Les violences dans l’espace frontalier Niger–Bénin–Nigeria ont fortement augmenté, avec une progression estimée à près de 90 % entre 2024 et 2025 et plus de 1 000 morts recensés. Cette évolution montre que le phénomène ne relève plus de simples incursions, mais d’un enracinement progressif dans les marges rurales, où la présence de l’État reste limitée.
Au-delà de la dimension militaire, la situation révèle une fragilité sociale et économique profonde. Dans ce contexte, les coopératives de production de karité jouent un rôle structurant. Plus de 3 000 femmes organisées en réseaux locaux contribuent à maintenir une activité économique stable dans une région marquée par la peur et les restrictions de déplacement.

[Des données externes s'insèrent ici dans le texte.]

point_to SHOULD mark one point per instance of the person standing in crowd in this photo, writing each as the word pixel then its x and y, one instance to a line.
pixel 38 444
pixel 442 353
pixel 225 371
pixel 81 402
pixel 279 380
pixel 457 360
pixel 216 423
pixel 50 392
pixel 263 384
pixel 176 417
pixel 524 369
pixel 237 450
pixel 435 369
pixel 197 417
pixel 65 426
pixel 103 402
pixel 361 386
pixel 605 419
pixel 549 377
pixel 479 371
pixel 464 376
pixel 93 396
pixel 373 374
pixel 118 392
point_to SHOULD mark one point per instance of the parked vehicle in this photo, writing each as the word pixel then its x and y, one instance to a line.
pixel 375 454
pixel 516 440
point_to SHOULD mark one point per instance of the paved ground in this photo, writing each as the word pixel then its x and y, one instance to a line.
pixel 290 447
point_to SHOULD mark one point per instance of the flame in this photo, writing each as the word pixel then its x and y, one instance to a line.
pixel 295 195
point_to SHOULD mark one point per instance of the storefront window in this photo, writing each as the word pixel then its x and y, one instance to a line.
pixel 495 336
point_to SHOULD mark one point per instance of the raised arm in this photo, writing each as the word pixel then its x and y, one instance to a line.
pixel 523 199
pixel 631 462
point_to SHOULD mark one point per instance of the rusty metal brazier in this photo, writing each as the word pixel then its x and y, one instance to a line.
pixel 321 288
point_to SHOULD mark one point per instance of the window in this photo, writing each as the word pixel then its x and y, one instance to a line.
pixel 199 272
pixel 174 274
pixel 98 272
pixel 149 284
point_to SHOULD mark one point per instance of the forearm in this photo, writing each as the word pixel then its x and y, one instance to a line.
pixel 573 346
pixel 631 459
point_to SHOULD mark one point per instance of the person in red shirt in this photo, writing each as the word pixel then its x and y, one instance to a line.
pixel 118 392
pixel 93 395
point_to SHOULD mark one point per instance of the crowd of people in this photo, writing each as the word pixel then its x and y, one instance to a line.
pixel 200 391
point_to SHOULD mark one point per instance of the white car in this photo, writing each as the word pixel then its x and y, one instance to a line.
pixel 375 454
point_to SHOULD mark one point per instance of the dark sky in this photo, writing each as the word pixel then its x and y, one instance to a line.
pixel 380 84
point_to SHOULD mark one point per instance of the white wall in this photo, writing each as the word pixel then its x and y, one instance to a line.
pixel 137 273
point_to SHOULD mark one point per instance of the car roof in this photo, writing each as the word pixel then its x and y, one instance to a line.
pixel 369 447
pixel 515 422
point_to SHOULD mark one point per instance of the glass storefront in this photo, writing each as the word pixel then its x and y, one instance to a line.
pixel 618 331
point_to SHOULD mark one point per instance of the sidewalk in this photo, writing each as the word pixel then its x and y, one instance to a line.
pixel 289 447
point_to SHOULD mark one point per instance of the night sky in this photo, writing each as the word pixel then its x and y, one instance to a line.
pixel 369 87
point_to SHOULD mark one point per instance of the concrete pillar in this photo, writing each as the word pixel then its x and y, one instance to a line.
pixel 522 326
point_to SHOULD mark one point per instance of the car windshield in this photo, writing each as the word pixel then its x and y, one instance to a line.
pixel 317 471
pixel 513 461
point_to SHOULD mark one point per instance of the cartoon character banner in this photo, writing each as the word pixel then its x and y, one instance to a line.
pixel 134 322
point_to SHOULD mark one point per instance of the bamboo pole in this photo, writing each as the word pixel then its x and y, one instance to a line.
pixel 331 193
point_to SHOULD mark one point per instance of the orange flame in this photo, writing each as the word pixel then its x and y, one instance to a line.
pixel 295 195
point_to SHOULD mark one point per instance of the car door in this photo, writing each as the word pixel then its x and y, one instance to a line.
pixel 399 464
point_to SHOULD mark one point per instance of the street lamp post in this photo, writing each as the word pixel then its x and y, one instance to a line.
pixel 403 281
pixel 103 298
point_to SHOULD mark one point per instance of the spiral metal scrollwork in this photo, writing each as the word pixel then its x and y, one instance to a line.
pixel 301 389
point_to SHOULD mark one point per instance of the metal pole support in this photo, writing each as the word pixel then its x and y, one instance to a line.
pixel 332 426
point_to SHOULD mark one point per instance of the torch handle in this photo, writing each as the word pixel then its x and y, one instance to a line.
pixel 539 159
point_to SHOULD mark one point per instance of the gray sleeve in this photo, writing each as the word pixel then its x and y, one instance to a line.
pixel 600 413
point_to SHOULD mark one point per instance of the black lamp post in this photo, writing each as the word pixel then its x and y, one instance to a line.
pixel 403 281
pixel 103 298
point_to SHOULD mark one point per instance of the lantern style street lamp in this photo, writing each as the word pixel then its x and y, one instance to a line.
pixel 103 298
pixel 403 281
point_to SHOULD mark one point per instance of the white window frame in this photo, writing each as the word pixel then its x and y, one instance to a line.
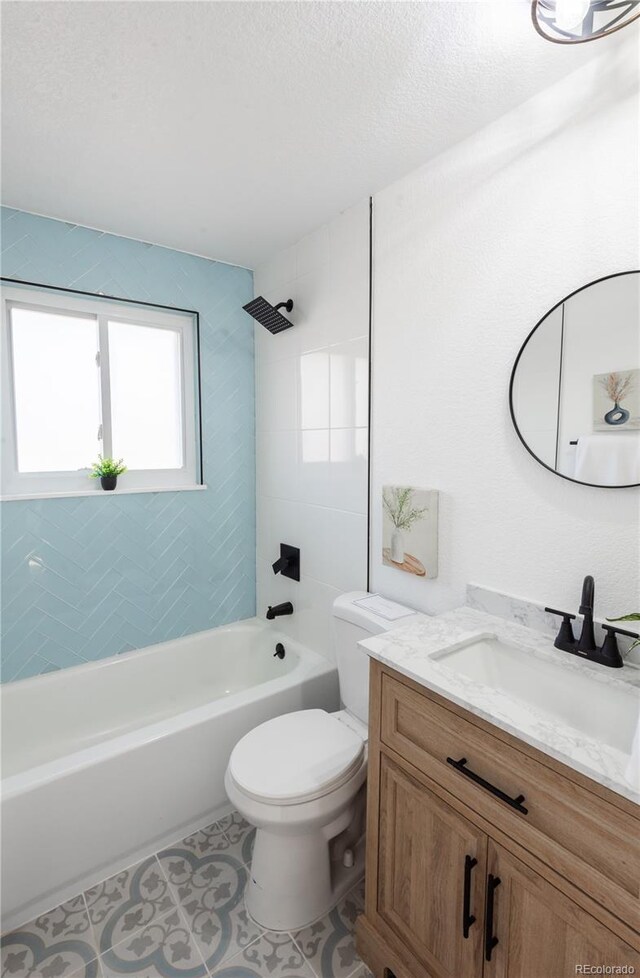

Ces initiatives ne se limitent pas à une activité agricole : elles renforcent la cohésion sociale, créent des revenus réguliers et offrent une alternative concrète à l’influence des groupes armés. Dans certaines zones, le karité représente une part significative des revenus des ménages, contribuant à réduire la vulnérabilité économique, souvent exploitée par les organisations extrémistes.

Les analyses internationales soulignent que la radicalisation est souvent alimentée par deux facteurs principaux : l’absence d’opportunités économiques et la rupture de confiance entre populations et institutions. Dans ce cadre, les dynamiques locales de coopération apparaissent comme un outil indirect mais essentiel de prévention de l’extrémisme violent.
Ainsi, la situation du nord du Bénin met en évidence une réalité stratégique : la réponse sécuritaire seule est insuffisante sans une intégration forte du développement local. Les initiatives économiques communautaires deviennent alors un élément complémentaire de la stabilité, au même titre que les dispositifs militaires.